Polyphosphates constitute a wide variety of compounds that have beneficial effects on oral health, the most effective of these are the hexametaphosphates, tripolyphosphates and pyrophosphates and may be attached with an alkali metal, alkaline metal, ammonium or a salt. Sodium tripolyphosphates as an example, are able to bind directly to the enamel as well as the mineralized sections of the teeth where it takes up the binding sites for calcium to attach, and interacts with calcium already bonded to enamel, to prevent it being able to form crystals. Calcium mixed in the saliva can also be bound by sodium tripolyphosphates thus further preventing crystal formation. Sodium tripolyphosphates are also beneficial for stain prevention, and can be broken down in the digestive tract and provide a source of phosphorus and allows the undeposited calcium to be available for whole body metabolism.

Zinc compounds, more specifically zinc ascorbate, also play a role in preventing plaque accumulation due to antimicrobial activity.
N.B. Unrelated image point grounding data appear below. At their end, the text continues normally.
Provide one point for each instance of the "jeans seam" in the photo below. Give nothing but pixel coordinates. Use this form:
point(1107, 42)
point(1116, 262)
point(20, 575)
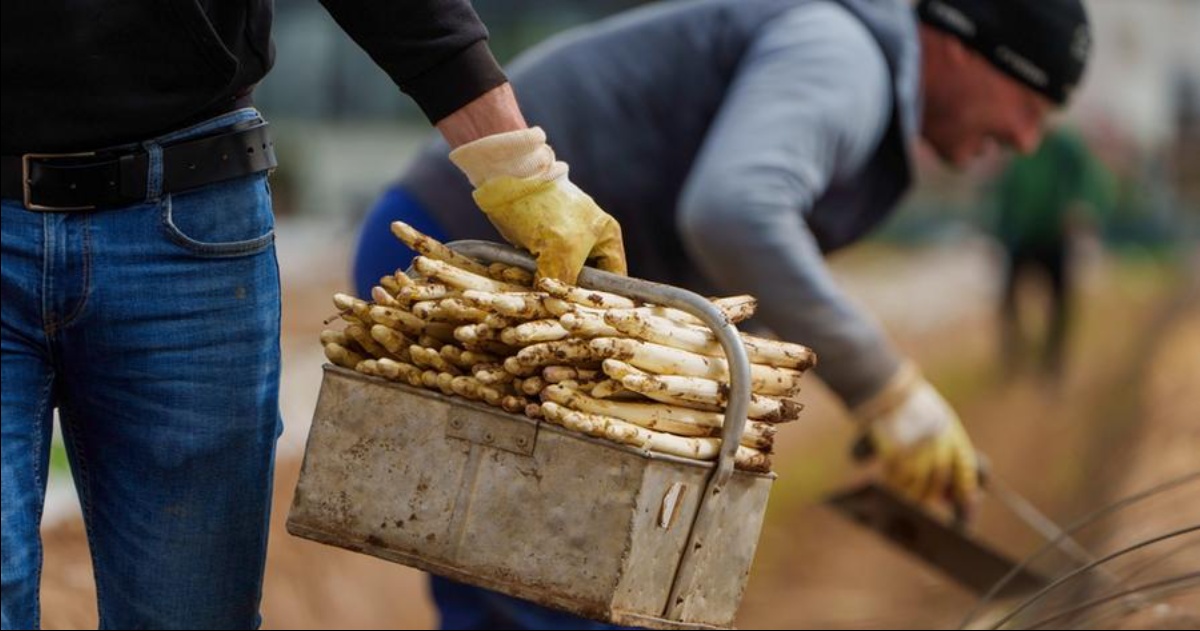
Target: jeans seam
point(87, 277)
point(47, 253)
point(226, 250)
point(85, 504)
point(43, 400)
Zinc salts inhibit bacterial growth by binding to sulfur to control plaque formation, as well as reduce foul oral odours. However, research has only been performed on cats, so the same evidence may not be directly applicable to dogs.

Chlorhexidine is another example of a non-specific antimicrobial agent. It acts by disrupting bacterial deposition and plaque formation on the teeth, further assisting in reducing gingivitis. Chlorhexidine can also reduce the amount of pre-existing plaque. Chlorhexidine is generally found on products such as dental chews or oral rinses and may not be suitable for use in a long-term diet as prolonged use may lead to staining of the teeth and tongue, and change the taste of the food.

Such components of the diet may help prevent plaque accumulation, thus reducing the overall inflammatory state of periodontal disease in dogs.

== Physical characteristics of kibble ==
The physical characteristics of dental kibble are very important as they contribute to the mechanical cleaning of the tooth's surface. The kibble need to be large and very dense to promote chewing, as more time spent chewing will aid in the decrease of accumulation of plaque, tartar and calculus. When the kibble is being chewed, the broken pieces rub against the tooth's surface and scrape off the buildup of bacteria that forms the tartar, plaque and calculus. Ingredients that have an adequate amount of carbohydrates and are high in insoluble fibers (typically around 10%), such as soy fiber, wheat bran fiber or cellulose fiber, are added to increase the density of the kibble to assure it does not easily crumble and promotes a texture favourable to scraping of the tooth. Increasing the diameter will also significantly reduce the accumulation of plaque and calculus compared to traditional dog food as it will require more chewing by the molars. Traditional hard kibble will not have the same effects on oral health as it has been proven that the increase in fiber and diameter is what provides those benefits in the diet. A disadvantage is that the mechanical cleansing is more beneficial for the molars compared to the incisors and canines. The incisors and canines are typically used for grabbing and tearing, whereas the molars are used for crushing and chewing, so most of the contact with the broken kibble is in the back of the mouth. The physical characteristics and chemical agents of the kibble work together to delay the buildup of plaque, and are both equally important to the cleansing of the dog's teeth.

== Veterinary Oral Health Council ==
The Veterinary Oral Health Council (VOHC) is operated by the American Veterinary Dental College and provides a Seal of Acceptance to diets, treats, chews, water additives and other formulations and products that have been formulated specifically for dental health. They must have clinical evidence to mitigate the effects of periodontal disease in accordance to their standards and protocols to the alleged claims of plaque and/or tartar control.

Trials are not conducted by the VOHC itself, but by the companies applying for the Seal and must follow strict protocols and guidelines to minimize error and bias between trials. Trials are also specific to either tartar or plaque claims. The Seal is recognized by various veterinary dental associations worldwide.